Haru nickte. „Ich weiß. Aber ich habe dir schon so oft gesagt, ich wäre lieber Arm aufgewachsen als so", sagte er und wollte dann wissen, wo das Gasthaus war, von dem Sezuna gesprochen hatte. Er konnte nämlich gutes Essen riechen und nachdem er nicht viel zum Frühstück seiner Meinung nach gegessen hatte, hatte er einen riesengroßen Hunger.
„Wahrscheinlich wäre arm oder reich egal gewesen, wenn du dich liebende Eltern gehabt hättest", seufzte die Blonde und führte Haru in die Richtung des Gasthauses.
„Ja, wenn. Dann wäre ich nicht so verdorben ... und vielleicht ganz anders ...", meinte er nachdenklich, während er ihr folgte.
„Du bist doch nicht verdorben", widersprach Sezuna fast schon energisch. „Und du kannst nichts für deine Eltern."
„Erinner dich an die Auktion, Sezuna. Ich wollte jemanden haben, der mir die lästigen Dinge vom Leib hält, weil ich es so gewohnt war. Und das nennst du nicht verdorben? Mit Geld kann man fast alles kaufen, aber nicht das, was man wirklich braucht ...", entgegnete Haru ihr. Er selbst sah sich als verdorben, was auch daran lag, dass seine Eltern ihm immer das Gefühl gegeben hatten, schon allein weil er nicht so war, wie die anderen.
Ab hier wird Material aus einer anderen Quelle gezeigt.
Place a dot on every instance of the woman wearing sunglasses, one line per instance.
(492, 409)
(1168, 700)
„Es gibt viele Menschen, dankbar darum sind, in einem Adelshaus eine Anstellung zu bekommen. Sie werden dafür bezahlt und können dadurch leben. Weißt du wie viele Leute ich kannte, die dankbar für eine solche Anstellung gewesen wären?", wollte sie leise wissen. „Immerhin müssen wir alle von etwas leben und wenn es das Putzen bei Leuten ist, die reicher sind als wir", beharrte sie. „Die Art und Weise, wie du mit den Leuten umgehst, macht dich zu etwas Besseren oder Schlechteren. Sicher nicht die Tatsache, dass die Leute für ihre Arbeit bezahlst."
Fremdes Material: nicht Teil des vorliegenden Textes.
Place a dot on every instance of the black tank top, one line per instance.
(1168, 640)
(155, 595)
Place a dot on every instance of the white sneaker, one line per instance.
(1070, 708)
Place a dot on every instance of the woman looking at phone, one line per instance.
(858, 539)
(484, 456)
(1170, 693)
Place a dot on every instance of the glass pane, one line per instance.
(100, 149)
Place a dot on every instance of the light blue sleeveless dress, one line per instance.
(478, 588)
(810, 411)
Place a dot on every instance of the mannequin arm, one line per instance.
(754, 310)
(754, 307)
„Ich weiß, Sezuna. Deswegen habe ich dir auch erzählt, dass unsere Angestellten zu mir ganz anders waren als zu meinen Eltern. Sie haben mit mir Witze gemacht und mich manchmal aufgeheitert. Bei meinen Eltern waren sie ... so förmlich und höflich. In ihnen habe ich richtige Menschen gesehen. In meinen Eltern ... kann ich das nicht. Sie haben die Angestellten nicht so gut behandelt, aber sie haben sie gut bezahlt. Dabei habe ich mir immer gedacht, dass es besser wäre, sie bessert zu behandeln anstatt mit Geld zu kaufen ...", sagte Haru zu ihr. „Du siehst mich vielleicht nicht als verdorben an, aber ich bin es leider, zumindest äußerlich. Sarah und Jare waren die einzigen, die in mich hineinsehen konnten und dadurch wussten, dass ich tief im Innern anders bin", fuhr er nach einer kurzen Pause leise fort.
„Ich hatte nie das Gefühl, dass du irgendwie verdorben bist", murmelte Sezuna nachdenklich. „Zu mir warst du es nie."